The Republican letter comes as nuclear talks remain at a standstill over Iran's insistence that the United States delist the IRGC as a terrorist organization.
US Senator John Kennedy, R-LA, speaks during a full committee markup to vote, on the nomination of Ketanji Brown Jackson to be an associate justice of the Supreme Court of the United States, on Capitol Hill in Washington, DC, on April 4, 2022.

A group of Republican senators warned President Joe Biden on Monday against lifting the Islamic Revolutionary Guards Corps’ terrorist designation, which Iran has made a condition of its return to the landmark nuclear accord. 
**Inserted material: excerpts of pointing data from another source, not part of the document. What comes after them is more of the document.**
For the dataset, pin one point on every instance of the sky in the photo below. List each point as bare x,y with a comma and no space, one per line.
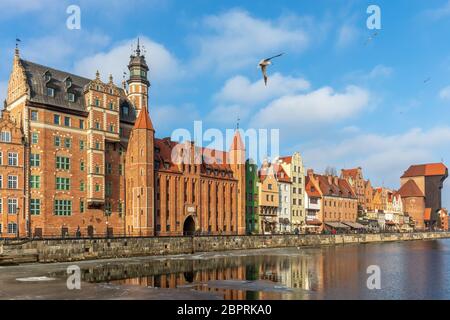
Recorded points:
341,95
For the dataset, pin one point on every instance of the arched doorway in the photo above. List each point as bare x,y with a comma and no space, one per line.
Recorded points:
189,226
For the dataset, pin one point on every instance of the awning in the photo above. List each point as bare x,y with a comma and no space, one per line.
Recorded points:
355,225
314,222
337,225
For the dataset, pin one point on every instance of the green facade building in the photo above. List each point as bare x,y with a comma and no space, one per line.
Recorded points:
251,198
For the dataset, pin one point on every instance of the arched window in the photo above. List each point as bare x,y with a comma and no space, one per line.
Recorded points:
5,136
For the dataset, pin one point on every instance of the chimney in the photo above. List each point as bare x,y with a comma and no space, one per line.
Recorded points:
336,180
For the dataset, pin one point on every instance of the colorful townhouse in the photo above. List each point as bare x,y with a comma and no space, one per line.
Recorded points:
252,197
268,199
284,212
421,192
293,166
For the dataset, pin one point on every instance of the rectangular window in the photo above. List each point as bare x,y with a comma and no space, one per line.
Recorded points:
50,92
12,206
71,97
34,138
12,182
35,182
62,208
35,207
35,160
108,189
62,184
108,210
108,168
34,115
5,136
13,159
67,121
12,228
62,163
120,208
67,142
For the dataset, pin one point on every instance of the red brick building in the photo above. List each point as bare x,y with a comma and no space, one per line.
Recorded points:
88,162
Whether the IRGC remains on Washington’s formal list of terror organizations remains the principal sticking point in the now-paused talks in Vienna. The Trump administration imposed the designation a year after it withdrew from the nuclear pact, marking the first time the United States had ever branded part of another country’s military as a foreign terrorist organization (FTO). 

On Monday, 14 Senate Republicans wrote that dropping the label would be “wildly misguided” given that the IRGC has "shown no meaningful change in conduct."

Last week, armed groups linked to the IRGC were blamed for attacks in Syria and Iraq that targeted facilities hosting the US-led international coalition. The IRGC took credit in March for a ballistic missile attack near the US Consulate in the Iraqi Kurdish capital of Erbil. 

“The removal of this terrorist designation from an organization that continues to carry out acts of terror will undoubtedly show the world that the United States’ terrorist designations are political tools that this administration is willing to barter and trade whenever it suits its political goals,” read the letter led by Sen. John Kennedy, R-La. 

On Friday evening, The Washington Post quoted an unnamed senior administration official as saying Biden doesn’t plan on meeting the Iranians’ demand for delisting. The Republican senators called for the Biden administration to go a step further by “publicly and categorically” rejecting any discussion of taking the IRGC off the terror blacklist. 

Experts point out that if the FTO designation were lifted, the IRGC would remain sanctioned under other authorities, including the list of specially designated global terrorists (SDGT). The IRGC’s shadowy overseas arm known as the Quds Force is also an SDGT. 

Recent statements from administration officials have fueled speculation that US negotiators could offer Iran a compromise whereby the IRGC’s FTO designation would be revoked in exchange for the Quds Force’s placement on the terror list as a separate entity. 

Last week, Joint Chiefs Chairman Gen. Mark Milley told a congressional hearing that he believed the Quds Force was a terrorist organization whose delisting he would not support.  

State Department deputy spokesperson Jalina Porter echoed Milley’s remarks, telling Al-Monitor on Friday that “the president shares the chairman’s view that IRGC Quds Forces are terrorists.” 

Al-Monitor later asked the State Department whether it considered the IRGC in its entirety to be a terrorist organization, and a spokesperson replied that “we are not going to negotiate in public.”

“The president has made clear he’ll do what’s in the best interest of US security — and the onus here is really on Iran at this stage, particularly on this issue,” the spokesperson said on Monday. 

Naysan Rafati, a senior Iran analyst at the International Crisis Group, cautioned against reading too much into the administration’s parsing. 

"It could be a distinction that hints at a wider consideration being made within the administration to see if those things could be split up. It may not," he said. "And then even if it is, the question becomes is that a distinction that the Iranians would be willing to accept?"

Tehran has signaled it is unwilling to budge. An unnamed Iranian diplomat told Reuters that Iran rejected the idea of branding the Quds Force a terrorist organization in return for delisting the broader organization. 

Behnam Ben Taleblu, a senior fellow at the Foundation for Defense of Democracies, said such a compromise would amount to “Western mirror-imaging 101.” 

“If the administration makes the case that the Quds Force is a terrorist group and the parent entity — the entire IRGC — is not a terrorist group, this would be a needless bureaucratic decision not represented by the facts on the ground,” he said.